As I wrote the other day, I am currently in a five week-long physical theatre intensive, including clown and commedia.
One week in, and I am joyfully astonished (and exhausted.) My face and sides ache from laughing. My mind has been blown repeatedly by the beauty of the other souls that daily become more and more alive as the class progresses. My heart has expanded and feels raw and tender and open in new ways. Many tears have fallen, from joy and wonder, from deep wells of sadness that come as old rusty parts of my soul are freed from their societal binds.
You see, clown is about exploring the four year-old inside. The little one you were before socialization caused you to “grow up” and be serious.

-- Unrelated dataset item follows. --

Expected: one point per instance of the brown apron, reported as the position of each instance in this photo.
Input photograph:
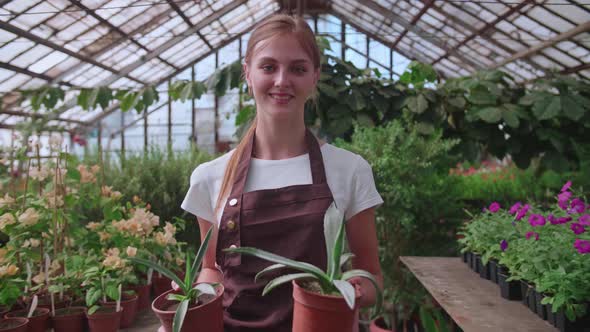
(286, 221)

Before the body forgets to play and becomes blocked by The Block of Cool (as in, gotta be cool, man — gotta suppress this or that to be one of the cool kids.) The Block of Nice (Gotta be a good girl/boy if you want anyone to like you.) The Block of Polite (Gotta be polite to fit in and be a part of society.) The Block of Being Appropriate (Gotta do what everyone else is doing no matter what or you’ll stand out and the bullies will see you or you will be humiliated.)
So as we’ve been playing this week, we’ve been getting up underneath our adult skin suits and back into the wonder, the joy, the big, messy fun of acting with enthusiasm, leading with our hope, and the desire to have fun and make others laugh with us, at us.
It is an honor – a gift – to see someone’s unadulterated humanness. To really see who each person is underneath all the tricks we’ve learned to protect ourselves.
I am blown away by the exquisite beauty and brilliance of each person in the class.
Down the street, one of the buildings has some flowers blooming on part of it’s front wall. There’s a beautiful cascade of what looks like lilac that I was drawn to the first day during lunch break. What I did not notice then is that alongside the lilac are morning glories. (They were not blooming that first day.)
But the second day of class, I walked by the storefront again, and there they were, in all their, well, glory!
I was floored and just stopped and stared in wonder.
Then the next day, they were gone! (Upon closer inspection, they were there, but had withdrawn back into their tightly wrapped buds.)
The next day, half were out again, the others were in different states of the bloom process.
The flowers’ journey seems to mirror our class. We are all at our own different states of “bloom” in our work of rediscovering our unsocialized selves. We all have started the class in different places, and we will end in different places. But along the way, we are all blooming at different times. And sometimes, we are each beginning to show ourselves out in full bloom. It is astonishing to witness.